Search code examples
ruby-on-railsrubyelasticsearchtire

elasticsearch exact match with dashes


We have an index of domain names in elasticsearch (we are using the tire gem with ruby to connect and maintain this) however we are having trouble with exact searches.

If I search for the term google.com in domains, it brings back google.com however it also brings back any domain with a dash (-) in such as in-google.com, research leads me to believe that - is a wildcard in ES and all I need to do is put not_analyzed but that doesn't work.

    :domain       => { :type => 'string' , :analyzer => 'whitespace'                          },
    :domain_2     => { :type => 'string' , :analyzer => 'pattern'                          },
    :domain_3     => { :type => 'string', :index => 'not_analyzed'                           },
    :domain_4     => { :type => 'string', :analyzer => 'snowball'                            }

I've tried different analysers as you can see above, but they all have the same issue when searched using the 'head' plugin'.

https://gist.github.com/anonymous/8080839 is the code I'm using to generate the dataset to test with, what I'm looking for is the ability to search for JUST google and if I want *google I can implement my own wildcard?

I'm resigned to the fact that I'm going to have to delete and regenerate my index but no matter what analyser I choose or type, I still cannot get an exact match


Solution

  • You're not showing the sample queries you are using. Are you sure your queries and indexing uses the same text processing?

    Also, you may want to check out the multi_field-approach to analyzing things multiple ways.

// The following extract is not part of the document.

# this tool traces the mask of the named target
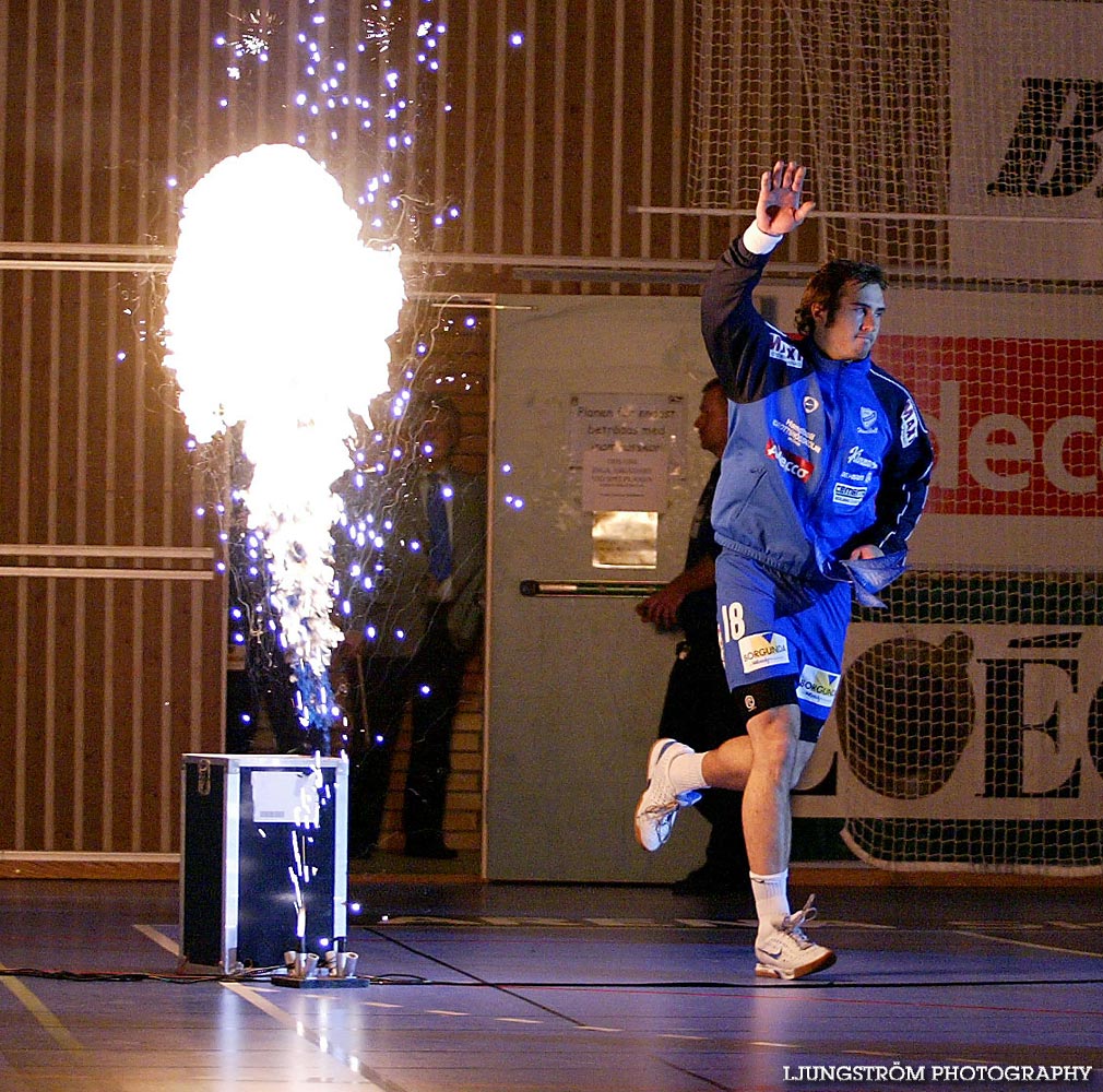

    I've made a runnable example with a bunch of different queries that illustrate this. Note that the domain has been indexed in two ways, and note which field the queries are hitting: https://www.found.no/play/gist/ecc52fad687e83ddcf73

    #!/bin/bash
    
    export ELASTICSEARCH_ENDPOINT="http://localhost:9200"
    
    # Create indexes
    
    curl -XPUT "$ELASTICSEARCH_ENDPOINT/play" -d '{
        "mappings": {
            "type": {
                "properties": {
                    "domain": {
                        "type": "multi_field",
                        "fields": {
                            "domain": {
                                "type": "string",
                                "analyzer": "standard"
                            },
                            "whitespace": {
                                "type": "string",
                                "analyzer": "whitespace"
                            }
                        }
                    }
                }
            }
        }
    }'
    
    
    # Index documents
    curl -XPOST "$ELASTICSEARCH_ENDPOINT/_bulk?refresh=true" -d '
    {"index":{"_index":"play","_type":"type"}}
    {"domain":"google.com"}
    {"index":{"_index":"play","_type":"type"}}
    {"domain":"in-google.com"}
    '
    
    # Do searches
    
    # Matches both
    curl -XPOST "$ELASTICSEARCH_ENDPOINT/_search?pretty" -d '
    {
        "query": {
            "match": {
                "_all": "google.com"
            }
        }
    }
    '
    
    # Also matches "google.com". in-google.com gets tokenized to ["in", "google.com"]
    # and the default match operator is `or`.
    curl -XPOST "$ELASTICSEARCH_ENDPOINT/_search?pretty" -d '
    {
        "query": {
            "match": {
                "domain": {
                    "query": "in-google.com"
                }
            }
        }
    }
    '
    
    # What terms are generated? (Answer: `google.com` and `in`)
    curl -XPOST "$ELASTICSEARCH_ENDPOINT/_search?pretty" -d '
    {
        "size": 0,
        "facets": {
            "domain": {
                "terms": {
                    "field": "domain"
                }
            }
        }
    }
    '
    
    # This should just match the second document.
    curl -XPOST "$ELASTICSEARCH_ENDPOINT/_search?pretty" -d '
    {
        "query": {
            "match": {
                "domain.whitespace": {
                    "query": "in-google.com"
                }
            }
        }
    }
    '